The Covid-19 supports to general practice for assessment and referral for testing remain in place. In terms of our strategic priorities, an important first step in ensuring the sustainability of general practice for the future has been the implementation of the GP agreement of 2019, involving an investment of €210 million over the period from 2019 to 2022, including the roll-out of a new structured programme, chronic disease management, for medical card and GP visit card holders over 18 years which will apply to 431,000 patients when fully implemented in 2023. This will also see the appointment of a GP lead in each of our 96 community healthcare networks to ensure for the first time a structured process of engagement with general practice at local level and to facilitate integration and co-ordination with our acute hospital services.

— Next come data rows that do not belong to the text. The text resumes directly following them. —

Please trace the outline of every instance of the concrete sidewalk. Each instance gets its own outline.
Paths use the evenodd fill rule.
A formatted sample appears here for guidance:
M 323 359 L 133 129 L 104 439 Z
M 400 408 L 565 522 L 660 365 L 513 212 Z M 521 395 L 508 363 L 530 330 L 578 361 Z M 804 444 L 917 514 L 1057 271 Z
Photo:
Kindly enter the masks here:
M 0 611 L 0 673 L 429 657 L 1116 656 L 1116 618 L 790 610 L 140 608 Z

A further strategic priority for the HSE has been the expansion of the GP workforce. To this end, an important milestone was achieved this year with the successful transfer of the GP training programme to the ICGP. In addition, GP training places have been increased by 27 in 2021, with a further 24 in 2022, bringing the total to 259 next year, with a targeted increase to 350 training places by 2026.

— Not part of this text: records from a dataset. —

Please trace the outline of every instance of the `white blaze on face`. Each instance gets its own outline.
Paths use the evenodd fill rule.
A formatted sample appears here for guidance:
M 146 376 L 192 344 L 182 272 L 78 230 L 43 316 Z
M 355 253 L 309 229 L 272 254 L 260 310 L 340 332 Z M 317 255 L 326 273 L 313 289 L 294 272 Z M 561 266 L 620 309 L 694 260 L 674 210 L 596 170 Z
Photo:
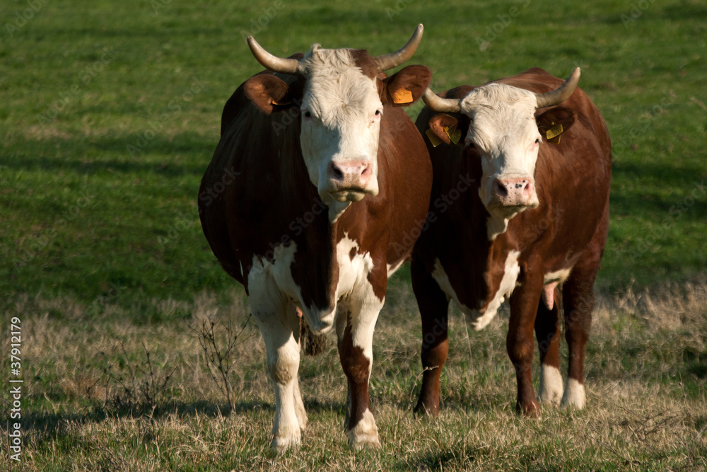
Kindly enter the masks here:
M 346 50 L 315 45 L 302 64 L 307 81 L 300 138 L 310 180 L 325 203 L 345 203 L 345 209 L 378 193 L 378 85 Z
M 502 231 L 503 220 L 539 203 L 534 178 L 541 139 L 536 105 L 532 92 L 501 84 L 477 87 L 460 103 L 461 112 L 472 119 L 465 144 L 481 155 L 479 197 Z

A consequence of the significant rise in hospital attendances through emergency departments has been the necessity to relieve the overall pressure on hospitals by evaluating planned procedures and cancelling less urgent appointments for both day cases and inpatients. The number of cancellations and non-booking of planned surgery has been growing due to the growing incidence of Covid-19 in hospitals.
The Department of Health published a waiting list action plan in October 2021. This plan was developed in collaboration with the HSE and the National Treatment Purchase Fund and it focuses on delivering additional procedures through public and private hospitals by the end of 2021 with a view to reducing waiting lists. The plan sets out targets in terms of numbers of patients waiting at the end of the year. Those targets are 69,822 for inpatient and day cases, 653,524 for outpatients and 33,128 for gastrointestinal scopes. Since the inception of the plan, the number of outpatients waiting has reduced by 12,450. The number waiting for GI scopes has reduced by 1,819. However, progress on the inpatient and day case waiting lists has been significantly affected by the cancellation of electives due to Covid-19 and emergency department pressures, which has resulted in a smaller reduction. A significant focus is being placed on using private hospital capacity to deal with these waiting lists. However, public hospitals are also relying on access to private hospitals to support emergency workload pressures.

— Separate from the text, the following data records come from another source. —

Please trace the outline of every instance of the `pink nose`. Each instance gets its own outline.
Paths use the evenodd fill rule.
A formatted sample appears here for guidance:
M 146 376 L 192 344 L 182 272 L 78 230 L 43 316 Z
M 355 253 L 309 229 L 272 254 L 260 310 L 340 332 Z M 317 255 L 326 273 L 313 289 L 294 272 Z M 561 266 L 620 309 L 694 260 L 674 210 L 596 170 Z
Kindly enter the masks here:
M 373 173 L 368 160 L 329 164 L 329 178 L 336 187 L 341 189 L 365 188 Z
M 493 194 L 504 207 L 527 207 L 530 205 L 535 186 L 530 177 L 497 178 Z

The HSE also welcomes the additional funding of €200 million announced by the Government for 2022 to support access to care which will be focused on delivering additional capacity to impact waiting lists. This funding will be targeted at working through these lists as quickly as possible by making the best use of our own capacity, supplemented by making arrangements for a substantial number of procedures to be carried out through the contract arrangements with private hospitals.